India Polluted the Sunderbans With 8 Toxic Waste Spills in 2018‑20: Report
A new report by Mongabay highlights the danger posed to the Sunderbans delta by India’s export of fly ash to Bangladesh: Eight shipments of fly ash have capsized in the Sunderbans delta over the past two years.
Five of those shipwrecks happened in 2020 itself. These accidents harmed aquatic life and disrupted fishing, poisoned agricultural land and drinking water, and decimated related livelihoods at the confluence of the rivers Ganga and Brahmaputra.
Fly ash is a byproduct of coal-burning power plants made toxic by its lead, uranium, and arsenic content. India exports three million tons of fly ash to Bangladesh each year, and 97% of waterway traffic between both countries is for fly ash transport. In May, India signed a treaty to open up more waterways for trade between the two countries. If current trends prevail, and the majority of transport along these waterways remains fly ash, pollution will only worsen.

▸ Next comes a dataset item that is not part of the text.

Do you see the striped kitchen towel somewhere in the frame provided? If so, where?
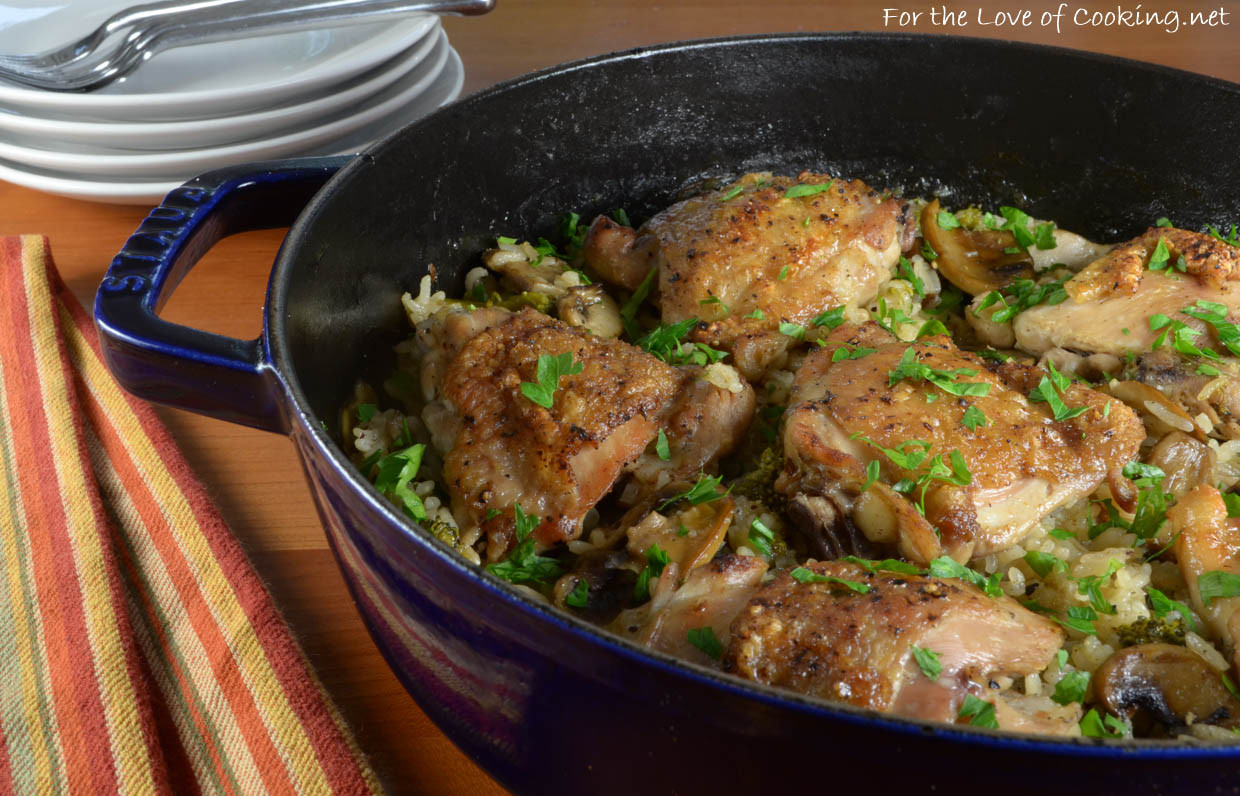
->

“Fly ash is a very dangerous substance that should not be transported anywhere. Any kind of spill can be lethal for the environment,” Shweta Narayan, coordinator of clean energy alliance Healthy Energy Initiative, told Mongabay. “No amount of checks and balances will stop the spillage of this highly toxic material. We don’t even know what kind of lasting impact it will have. The aquatic ecosystem might get permanently damaged because of these types of toxic chemicals.”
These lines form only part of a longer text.